Chapter 3
How Companies Can Prepare
Collaborations are only useful when they raise the bar. That means we and our companies need to be committed to raising the bar, and to making it happen. Let's be more direct, less comfortable, and challenge each other.
—Michael Kobori, Vice President, Sustainability, Levi Strauss & Co.
In addition to the design of the initiative, our research underlines that collaboration success is highly contingent on the preparedness and commitment of participants. Even the most thoughtfully designed collaboration will founder when participating organizations are not prepared to collaborate. Participants are often surprised by the level of preparation, resource allocation, time, and commitment to the long game required to be successful in their collaborative efforts.
Our guidance to individual companies seeking to achieve impact through collaboration is organized around three basic principles: systematically evaluating, investing in, and committing to the collaborative initiatives that are critical to business success and social value creation.
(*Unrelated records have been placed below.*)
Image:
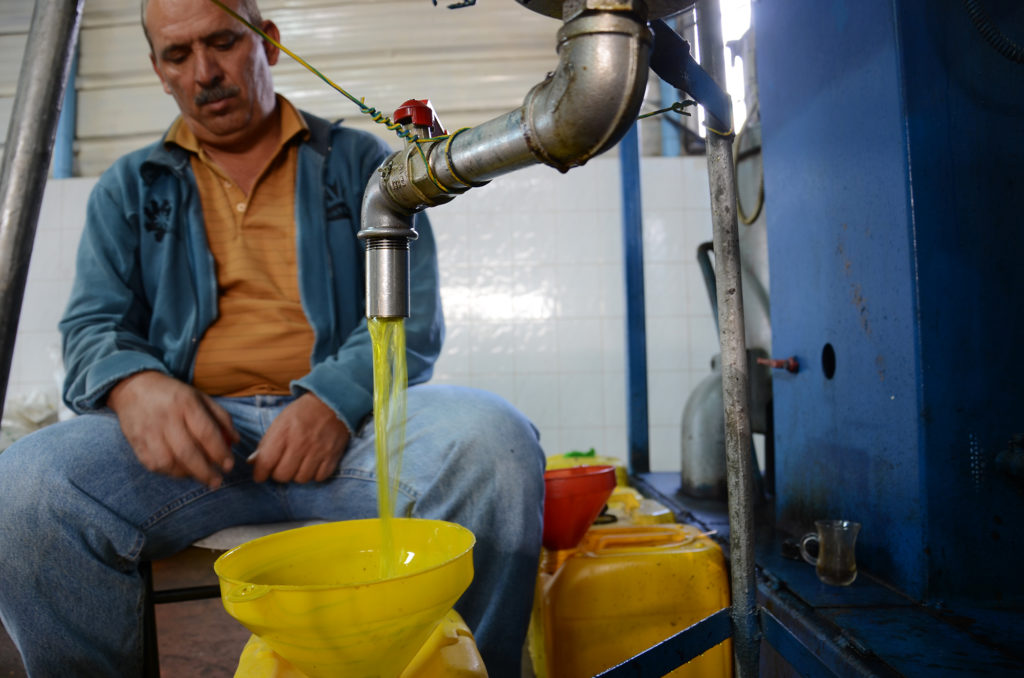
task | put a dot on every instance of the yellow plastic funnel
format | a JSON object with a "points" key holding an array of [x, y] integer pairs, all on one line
{"points": [[315, 597]]}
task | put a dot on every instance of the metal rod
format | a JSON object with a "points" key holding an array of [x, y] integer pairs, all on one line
{"points": [[636, 329], [64, 150], [27, 156], [734, 377]]}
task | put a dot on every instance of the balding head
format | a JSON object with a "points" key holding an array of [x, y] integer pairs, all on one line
{"points": [[246, 8]]}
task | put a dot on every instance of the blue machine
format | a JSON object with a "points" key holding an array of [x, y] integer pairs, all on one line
{"points": [[894, 178]]}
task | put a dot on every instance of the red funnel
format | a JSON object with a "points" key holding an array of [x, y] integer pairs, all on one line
{"points": [[573, 498]]}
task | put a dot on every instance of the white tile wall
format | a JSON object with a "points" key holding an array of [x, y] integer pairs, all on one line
{"points": [[532, 286]]}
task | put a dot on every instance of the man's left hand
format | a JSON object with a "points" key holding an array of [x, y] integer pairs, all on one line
{"points": [[305, 442]]}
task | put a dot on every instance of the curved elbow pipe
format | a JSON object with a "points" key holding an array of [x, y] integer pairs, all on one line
{"points": [[386, 230]]}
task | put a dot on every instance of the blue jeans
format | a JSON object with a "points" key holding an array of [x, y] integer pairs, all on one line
{"points": [[78, 512]]}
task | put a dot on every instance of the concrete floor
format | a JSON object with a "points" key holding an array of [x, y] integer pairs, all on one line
{"points": [[197, 639]]}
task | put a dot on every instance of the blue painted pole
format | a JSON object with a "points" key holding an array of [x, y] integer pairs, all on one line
{"points": [[636, 330], [64, 146]]}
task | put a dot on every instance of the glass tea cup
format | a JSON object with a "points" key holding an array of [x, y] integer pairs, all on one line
{"points": [[836, 563]]}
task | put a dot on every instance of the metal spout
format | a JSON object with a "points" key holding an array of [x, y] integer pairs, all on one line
{"points": [[386, 231], [578, 112]]}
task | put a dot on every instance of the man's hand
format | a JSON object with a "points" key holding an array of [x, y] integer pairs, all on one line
{"points": [[304, 442], [174, 428]]}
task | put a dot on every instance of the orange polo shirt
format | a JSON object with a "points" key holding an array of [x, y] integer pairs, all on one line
{"points": [[261, 339]]}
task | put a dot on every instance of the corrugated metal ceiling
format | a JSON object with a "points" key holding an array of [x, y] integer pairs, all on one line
{"points": [[474, 64]]}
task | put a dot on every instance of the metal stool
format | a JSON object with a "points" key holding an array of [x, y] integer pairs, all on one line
{"points": [[220, 541]]}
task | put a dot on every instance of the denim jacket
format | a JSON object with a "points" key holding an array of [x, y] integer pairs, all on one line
{"points": [[145, 289]]}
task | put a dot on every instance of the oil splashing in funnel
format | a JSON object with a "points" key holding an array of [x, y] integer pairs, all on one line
{"points": [[315, 596], [387, 338]]}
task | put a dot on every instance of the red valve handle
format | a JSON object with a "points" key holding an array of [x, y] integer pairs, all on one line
{"points": [[421, 114]]}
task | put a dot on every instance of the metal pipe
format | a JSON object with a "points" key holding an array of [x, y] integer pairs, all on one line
{"points": [[64, 150], [27, 156], [734, 366], [579, 111]]}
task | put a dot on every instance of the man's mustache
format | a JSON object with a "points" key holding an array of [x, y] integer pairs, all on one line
{"points": [[211, 94]]}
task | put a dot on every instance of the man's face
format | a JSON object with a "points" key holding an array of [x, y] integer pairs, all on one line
{"points": [[217, 70]]}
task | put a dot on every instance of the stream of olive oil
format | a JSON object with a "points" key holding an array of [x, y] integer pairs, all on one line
{"points": [[390, 382]]}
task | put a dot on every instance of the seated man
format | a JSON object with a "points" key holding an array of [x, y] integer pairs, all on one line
{"points": [[217, 352]]}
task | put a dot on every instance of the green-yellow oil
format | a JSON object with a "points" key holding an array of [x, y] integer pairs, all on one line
{"points": [[390, 382]]}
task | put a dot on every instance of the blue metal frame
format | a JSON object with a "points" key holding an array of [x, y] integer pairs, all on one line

These preparatory steps also reinforce the key success factors for high-impact collaborations, ensuring that the company's contributions strengthen the initiatives they participate in.
Evaluate
Companies need to invest time and resources in appropriately evaluating whether and how collaboration yields impact and business results. From the outset, companies should confidently and positively confirm that collaboration is the best answer to addressing a problem or delivering a solution. Secondly, collaborations are not created equal: Some will be more effective or better suited to deliver on company objectives. Establishing the business case for engagement is essential for generating sustained commitment, as well as for securing required internal and external buy-in. Thirdly, companies should identify any possible red lines that will determine how it may engage (or not) with a collaboration.
Collaboration needs to be part of normal business, integrated into the way we run our projects. It is not just a task of the sustainability team, but of all teams.
—Chiel Seinen, Manager, Stakeholder Relations, Shell International
Invest
Once the company has identified the collaborations it will participate in, the next step is to determine what level of support the company should and can provide to resource the effort. This involves securing internal leadership support, allocating resources, and staffing the right people to participate and represent the company.
It may be helpful to think of collaborative efforts as another form of R&D: a business function that requires some space, time, and resources in order to deliver value back to the company in the form of new ideas, approaches, products, and services. Staff who participate in the collaboration can then deliver on the company's responsibilities and confidently make decisions on behalf of the company.
Commit
The companies that get the most out of collaborative efforts make a deep commitment to ensuring their success. They integrate learnings from the partnership to align key internal functions such as public relations, government relations, procurement, and legal teams in support of the collaboration's objectives. They play active roles in the collaboration, joining governance bodies, taking accountability for their responsibilities, and providing timely feedback to ensure the initiative moves ahead. They champion the effort internally, taking the lead on implementation and piloting the collaboration's concepts, as well as externally, leveraging their relationships to encourage other companies and critical partners to engage. Finally, they are patient, and remain committed to the long haul.